Hochschulen

Ein Rendezvous der etwas anderen Art


Internationale Absolventen norddeutscher Hochschulen treffen sich mit Unternehmen

Hannover. Rohit Purandare weiß nicht so recht, wohin mit seinen Händen. Gerade noch hat er am Saum seines graumelierten Sakkos herumgenestelt. Nun rückt er seine Krawatte zurecht, fährt mit der Hand durch sein schwarzes Haar, sucht in seinen Hosentaschen nach einer Haltung, die mehr Ruhe ausstrahlt.

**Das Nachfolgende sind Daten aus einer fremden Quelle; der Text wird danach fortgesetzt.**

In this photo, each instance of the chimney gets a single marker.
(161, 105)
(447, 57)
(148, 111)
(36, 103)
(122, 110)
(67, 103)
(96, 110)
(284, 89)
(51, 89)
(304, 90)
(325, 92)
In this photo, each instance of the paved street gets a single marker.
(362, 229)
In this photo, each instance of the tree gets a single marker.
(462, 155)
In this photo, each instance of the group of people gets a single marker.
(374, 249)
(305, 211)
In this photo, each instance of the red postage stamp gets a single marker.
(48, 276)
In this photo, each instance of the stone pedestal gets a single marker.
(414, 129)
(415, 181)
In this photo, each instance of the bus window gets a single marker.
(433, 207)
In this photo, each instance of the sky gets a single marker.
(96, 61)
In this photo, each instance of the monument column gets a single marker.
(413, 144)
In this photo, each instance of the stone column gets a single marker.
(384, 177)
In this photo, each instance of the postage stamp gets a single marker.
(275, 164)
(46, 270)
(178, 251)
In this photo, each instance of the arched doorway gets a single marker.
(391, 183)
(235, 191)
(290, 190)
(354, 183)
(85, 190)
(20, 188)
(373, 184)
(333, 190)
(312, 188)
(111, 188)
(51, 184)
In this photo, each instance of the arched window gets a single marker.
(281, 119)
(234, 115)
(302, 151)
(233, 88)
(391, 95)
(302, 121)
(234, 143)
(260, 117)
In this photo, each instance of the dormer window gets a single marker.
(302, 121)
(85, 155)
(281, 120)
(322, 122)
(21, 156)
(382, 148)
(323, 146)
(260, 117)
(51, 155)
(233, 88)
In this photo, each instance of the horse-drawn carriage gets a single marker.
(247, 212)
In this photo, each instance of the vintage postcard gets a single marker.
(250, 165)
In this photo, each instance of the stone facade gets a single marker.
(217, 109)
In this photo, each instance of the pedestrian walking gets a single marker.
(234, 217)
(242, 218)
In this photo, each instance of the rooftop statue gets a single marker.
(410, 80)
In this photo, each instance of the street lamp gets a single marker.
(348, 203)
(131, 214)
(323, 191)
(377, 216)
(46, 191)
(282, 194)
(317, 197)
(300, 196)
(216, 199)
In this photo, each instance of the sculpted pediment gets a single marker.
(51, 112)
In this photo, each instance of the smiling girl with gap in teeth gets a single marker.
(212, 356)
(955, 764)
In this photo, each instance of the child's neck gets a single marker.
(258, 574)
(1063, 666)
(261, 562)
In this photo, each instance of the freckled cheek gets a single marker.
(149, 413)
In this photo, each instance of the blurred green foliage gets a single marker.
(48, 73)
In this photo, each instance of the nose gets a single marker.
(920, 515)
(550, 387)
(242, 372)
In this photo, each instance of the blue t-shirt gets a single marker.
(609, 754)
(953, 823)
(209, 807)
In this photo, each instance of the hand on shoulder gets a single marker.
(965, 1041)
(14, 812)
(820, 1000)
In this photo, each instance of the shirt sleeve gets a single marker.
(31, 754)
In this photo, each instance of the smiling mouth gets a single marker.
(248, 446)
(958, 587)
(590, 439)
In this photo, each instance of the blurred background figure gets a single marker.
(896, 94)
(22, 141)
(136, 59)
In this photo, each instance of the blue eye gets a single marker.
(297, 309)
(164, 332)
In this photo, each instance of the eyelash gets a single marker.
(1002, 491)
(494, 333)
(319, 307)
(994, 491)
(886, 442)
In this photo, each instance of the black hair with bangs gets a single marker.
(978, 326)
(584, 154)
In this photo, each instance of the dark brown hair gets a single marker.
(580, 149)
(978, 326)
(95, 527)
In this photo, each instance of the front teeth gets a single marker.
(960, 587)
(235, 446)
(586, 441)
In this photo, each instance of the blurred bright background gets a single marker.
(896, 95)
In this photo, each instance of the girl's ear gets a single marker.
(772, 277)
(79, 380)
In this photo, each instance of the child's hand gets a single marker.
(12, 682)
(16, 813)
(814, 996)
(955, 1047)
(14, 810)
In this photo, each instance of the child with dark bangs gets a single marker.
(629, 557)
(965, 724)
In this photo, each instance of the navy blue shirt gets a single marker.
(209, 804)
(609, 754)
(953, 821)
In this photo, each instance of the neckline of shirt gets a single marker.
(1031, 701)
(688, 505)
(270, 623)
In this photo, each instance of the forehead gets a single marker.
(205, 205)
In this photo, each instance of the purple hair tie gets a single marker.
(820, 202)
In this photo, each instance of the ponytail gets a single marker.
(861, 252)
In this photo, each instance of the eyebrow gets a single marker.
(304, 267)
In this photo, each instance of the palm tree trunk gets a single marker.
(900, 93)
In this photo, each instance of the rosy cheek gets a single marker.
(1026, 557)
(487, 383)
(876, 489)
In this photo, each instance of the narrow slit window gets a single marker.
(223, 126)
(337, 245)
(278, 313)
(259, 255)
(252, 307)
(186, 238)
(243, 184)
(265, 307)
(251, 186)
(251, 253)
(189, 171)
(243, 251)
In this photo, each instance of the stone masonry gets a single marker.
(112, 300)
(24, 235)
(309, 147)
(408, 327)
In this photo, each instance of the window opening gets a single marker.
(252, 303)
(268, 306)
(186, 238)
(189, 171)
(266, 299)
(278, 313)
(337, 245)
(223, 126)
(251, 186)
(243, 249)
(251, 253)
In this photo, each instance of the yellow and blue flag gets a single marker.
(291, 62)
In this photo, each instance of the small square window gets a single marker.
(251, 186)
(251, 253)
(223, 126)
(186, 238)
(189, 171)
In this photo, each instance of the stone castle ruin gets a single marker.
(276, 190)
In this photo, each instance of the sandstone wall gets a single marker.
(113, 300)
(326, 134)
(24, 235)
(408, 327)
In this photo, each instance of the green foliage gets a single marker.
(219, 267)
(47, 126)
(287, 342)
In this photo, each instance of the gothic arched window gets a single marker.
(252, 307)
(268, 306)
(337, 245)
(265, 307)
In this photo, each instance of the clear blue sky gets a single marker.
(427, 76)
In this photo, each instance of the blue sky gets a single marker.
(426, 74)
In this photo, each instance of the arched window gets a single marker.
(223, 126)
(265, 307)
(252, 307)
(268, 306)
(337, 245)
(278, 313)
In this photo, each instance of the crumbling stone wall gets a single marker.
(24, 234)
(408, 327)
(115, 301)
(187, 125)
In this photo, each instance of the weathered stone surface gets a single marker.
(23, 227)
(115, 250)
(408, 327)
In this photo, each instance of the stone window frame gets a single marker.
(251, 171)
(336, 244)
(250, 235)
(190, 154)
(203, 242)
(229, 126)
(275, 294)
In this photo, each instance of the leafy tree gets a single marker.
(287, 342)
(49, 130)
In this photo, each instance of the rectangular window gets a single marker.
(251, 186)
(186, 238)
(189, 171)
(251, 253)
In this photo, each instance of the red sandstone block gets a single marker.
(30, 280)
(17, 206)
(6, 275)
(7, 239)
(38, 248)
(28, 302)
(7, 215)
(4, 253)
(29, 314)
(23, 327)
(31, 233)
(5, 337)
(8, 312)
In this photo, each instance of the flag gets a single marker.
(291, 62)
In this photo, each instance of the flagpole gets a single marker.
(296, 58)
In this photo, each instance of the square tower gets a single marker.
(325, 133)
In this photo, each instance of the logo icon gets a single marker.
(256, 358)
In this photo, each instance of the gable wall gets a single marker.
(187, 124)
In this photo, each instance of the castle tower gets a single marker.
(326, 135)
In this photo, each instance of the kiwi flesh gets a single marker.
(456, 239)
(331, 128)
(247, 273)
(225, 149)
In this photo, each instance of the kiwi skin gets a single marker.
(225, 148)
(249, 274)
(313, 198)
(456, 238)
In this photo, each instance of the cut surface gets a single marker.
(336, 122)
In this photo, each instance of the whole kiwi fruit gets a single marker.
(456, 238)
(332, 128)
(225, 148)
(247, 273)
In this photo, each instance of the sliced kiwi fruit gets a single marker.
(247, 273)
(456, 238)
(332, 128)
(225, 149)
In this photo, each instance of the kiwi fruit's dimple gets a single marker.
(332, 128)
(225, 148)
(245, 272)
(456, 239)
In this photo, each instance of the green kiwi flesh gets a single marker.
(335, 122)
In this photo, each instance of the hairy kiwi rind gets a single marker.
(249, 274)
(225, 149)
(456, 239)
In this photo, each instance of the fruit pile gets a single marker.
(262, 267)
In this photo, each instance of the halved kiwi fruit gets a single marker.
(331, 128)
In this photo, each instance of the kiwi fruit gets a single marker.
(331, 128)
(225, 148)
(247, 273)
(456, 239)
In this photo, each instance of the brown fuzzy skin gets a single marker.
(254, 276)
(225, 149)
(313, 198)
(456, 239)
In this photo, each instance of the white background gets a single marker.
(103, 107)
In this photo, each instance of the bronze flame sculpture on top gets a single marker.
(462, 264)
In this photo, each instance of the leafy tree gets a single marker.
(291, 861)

Der junge Mann ist nervös, denn in wenigen Minuten hat er ein Date. Er hat sich bereits Themen überlegt, um peinlichen Gesprächspausen vorzubeugen. „Nachrichtentechnik“, sagt er, „Satelliten und mobile Kommunikation. Das finde ich faszinierend.“

„Es mangelt an Fachkräften“

Purandare ist einer von 53 jungen Menschen, die hier, am Rande der Computermesse Cebit in Hannover, als „High Potentials for Germany“ auftreten dürfen. Ein künftiger Hochschulabsolvent mit exzellenten Noten und internationalem Hintergrund.

Gemeinsam haben der Arbeitgeberverband NiedersachsenMetall, die Regionaldirektion Niedersachsen-Bremen der Bundesagentur für Arbeit, das Niedersächsische Ministerium für Wissenschaft und Kultur und die Deutsche Messe AG  eine Plattform eingerichtet, um hochqualifizierten Ingenieur-Nachwuchs mit Personalern aus der Industrie zusammenzubringen.

Purandare und seine Mitbewerber können in „Speed-Dates“, kurzen Vorstellungsgesprächen mit acht namhaften Firmen aus ganz Deutschland, Kontakte knüpfen und Möglichkeiten zur Zusammenarbeit ausloten. Vertreten sind unter anderem der Triebwerkhersteller MTU, der Bremssystem-Entwickler Wabco und die Bosch-Kraftfahrzeugtechnik. Auf der angeschlossenen Firmenkontaktmesse kann man sogar mit über 50 Unternehmen ungezwungen über Bewerberprofile oder konkrete Stellenangebote plaudern.

Volker Schmidt, Hauptgeschäftsführer von NiedersachsenMetall, erklärt das Konzept: „Während in vielen Regionen Europas und der Welt wirtschaftliches Krisenklima, Strukturschwäche und Arbeitslosigkeit herrschen, mangelt es in Deutschland an qualifizierten Fachkräften.“

Auch in der Heimat gute Chancen

Jährlich rund 600 Ausländer schließen in Norddeutschland ein Studium in den Bereichen Informatik, Maschinenbau und Elektrotechnik ab. Rohit Purandare wird sein Elektrotechnik-Studium an der Hochschule Bremen in wenigen Wochen beenden. Er möchte gern weiterhin in Deutschland bleiben, Sprache und Kultur noch näher kennenlernen.

Arbeitslosigkeit in seiner Heimat muss der junge Inder, anders als viele seiner Mitbewerber aus Spanien, Osteuropa oder Zentralafrika, kaum fürchten: Er stammt aus Pune, einer Wirtschafts- und Industriemetropole. Vielmehr hofft er, sich durch gute Deutschkenntnisse für Arbeitgeber attraktiver zu machen.

Es hat sich gelohnt

Claudia Mahrendorf, Personalmanagerin bei Wabco, ist von der Begegnung mit Purandare sichtlich angetan: „Für uns ist es wichtig, Talente zu finden, die genauso international ausgerichtet sind wie unser Unternehmen“, sagt sie. Als nach 15 Minuten der Gong ertönt und die Bewerber zum nächsten „Date“ weiterziehen, schüttelt sie die Hand des Inders. Auch wenn er sich wohl nicht bewerben wird: Sein Lieblingsfeld Satellitentechnik und die Bremstechnik bei Wabco passen nicht zusammen, so groß die gegenseitige Sympathie auch ist.

Die Personalerin: „Anders als bei vergleichbar anonymen Online-Bewerbungen bleibt hier ein Mensch in Erinnerung, eine Persönlichkeit.“ Purandare zieht weiter, zum nächsten Tisch, zum nächsten „Date“. Die Aufregung ist verflogen. Er weiß nun: Sein Fachwissen ist gefragt in der deutschen Industrie. Es hat sich gelohnt, fernab seiner Heimat ein Studium aufzunehmen.